Let me back up. The whole idea of hyperconvergence is that you stitch a bunch of compute and storage nodes together and scale out your infrastructure on a modular basis, one node at a time.
The criticism comes from the fact that with appliance-based hyperconvergence solutions, there’s generally a 1:1 relationship between the compute capacity and the storage capacity in the appliance. So as your company’s needs grow and you need to scale the system, you add appliances, meaning you continue to have that same ratio of compute and storage capacity.

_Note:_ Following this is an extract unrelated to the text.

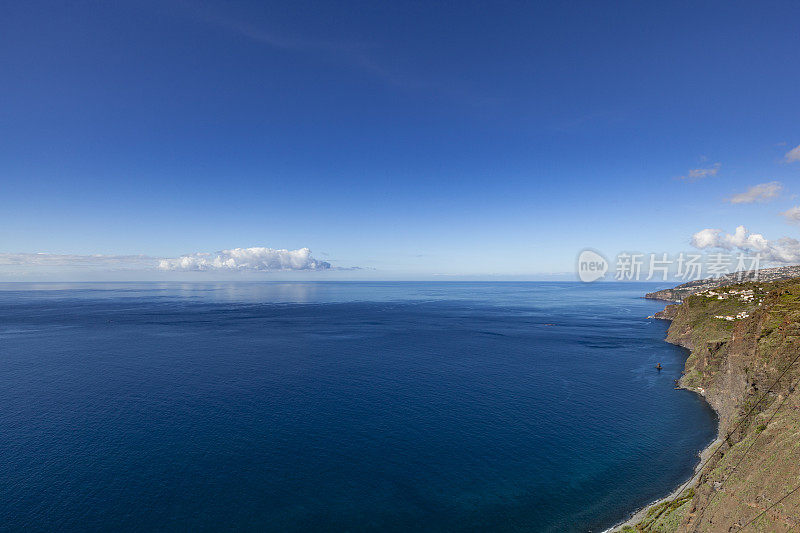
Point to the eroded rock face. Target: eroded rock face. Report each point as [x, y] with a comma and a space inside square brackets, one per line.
[735, 363]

If what you really need at the time is more storage, you’ll be paying for compute capacity you don’t need. If you really need more computing power, you’ll be forced to buy storage capacity you don’t need at that time. These vendors do offer some flexibility in the sense that they offer small, medium and large configurations of their appliances. But the 1:1 ratio of compute to storage capacity is still an issue.
With the Springpath Data Platform software based approach and support for Adaptive Scaling, the criticism about the 1:1 compute-to-storage ratio is irrelevant. We don’t sell appliances, and our software supports whatever combination of compute, SSD caching, and storage capacity you need.

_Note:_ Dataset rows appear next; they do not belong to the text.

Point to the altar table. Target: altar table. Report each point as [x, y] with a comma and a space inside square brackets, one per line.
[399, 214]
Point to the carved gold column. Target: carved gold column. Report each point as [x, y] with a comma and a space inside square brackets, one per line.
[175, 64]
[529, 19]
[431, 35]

Unlike other hyperconvergence solutions, with Springpath you have complete flexibility in how you architect your system. Do you need a compute-intensive environment? You can run our software on a blade server environment and add SSDs to address performance demands. These can be independent decisions matching your business application needs. Do you need lots of storage? Create a rack environment with dozens of drives and run our software on that. You can mix and match blades and rack servers giving your applications the resources they need to meet business objectives. Springpath’s adaptive scaling gives you the flexibility to create the exact environment you need.
In addition to differentiating us from other hyperconvergence vendors, adaptive scaling is important because it makes our solution more affordable. One of our customers, Superior Document Solutions, runs Springpath Data Platform on a four-node cluster. Three of the nodes have both storage and compute. The fourth is a compute-only node that is used to run applications while leveraging storage off the other three nodes. By taking advantage of Springpath’s adaptive scaling in this way, Superior was able to put together an IT infrastructure that runs its entire business on a server based environment.
In the first two posts of this series, I discussed other important areas where Springpath differentiates from other hyperconvergence solutions: 1) Springpath is a software-only solution (vs. appliance-based systems), and 2) our underlying file system was built specifically for hyperconvergence (vs. the modified open source file systems of other hyperconvergence solutions).
It’s very clear that hyperconvergence solutions are not created equal. When you’re considering whether hyperconvergence is right for your company, I hope you’ll keep these issues in mind.